このスイッチが有効な場合、後続のモニターが異常を検出して生成したイベント詳細には、履歴レコードや関連イベントは表示されません。
データ欠落¶
モニタリングメトリクスのクエリ結果がモニタリング範囲内で空の場合の処理戦略:
| オプション | 説明 |
|---|---|
| イベントをトリガーしない(デフォルト) | モニタリング範囲の時間枠に連動し、指定された最近の分数におけるモニタリングメトリクスのクエリ結果に基づいて、イベントを生成するかどうかを判断します。データ欠落が許容されるシナリオに適しています。 |
| クエリ結果を0とみなす | モニタリング範囲の時間枠に連動し、指定された最近の分数におけるモニタリングメトリクスのクエリ結果を0とみなし、上記のトリガー条件で設定されたしきい値と再度比較して、異常イベントをトリガーするかどうかを判断します。 |
| カスタム値を設定してイベントをトリガー | モニタリング範囲の値をカスタム設定し、以下のイベントタイプを個別にトリガーできます:データ欠落イベント、致命的イベント、重大イベント、重要イベント、警告イベント、回復イベント。 ❗️この戦略を選択する場合、カスタムデータ欠落時間の設定は ≥ モニタリング範囲の間隔 にすることを推奨します。設定時間 ≤ モニタリング範囲の間隔の場合、データ欠落と異常が同時に発生する可能性があります。その場合、データ欠落の処理結果が優先的に適用されます。 |
トリガー条件、データ欠落、情報生成を同時に設定する場合、トリガーの優先順位は次のようになります:データ欠落 > トリガー条件 > 情報イベント生成。

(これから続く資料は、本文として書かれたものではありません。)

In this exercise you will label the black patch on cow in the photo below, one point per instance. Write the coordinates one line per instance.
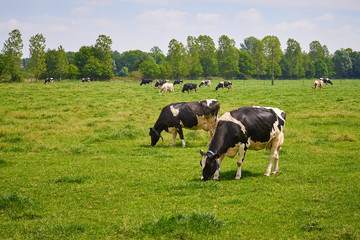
(187, 115)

つまり、最初にデータ欠落の有無を判断し、次にしきい値トリガーの有無を判断し、最後に情報イベントを生成するかどうかを判断します。
情報生成¶
このオプションを有効にすると、情報生成条件を設定する必要があります。モニタリング結果が「致命的」「重大」「重要」「警告」のいずれのしきい値もトリガーせず、かつ情報生成条件を満たす場合にのみ、システムは「情報」イベントを書き込みます。
正常な状態変化や低優先度の情報を記録する必要があるシナリオに適しています。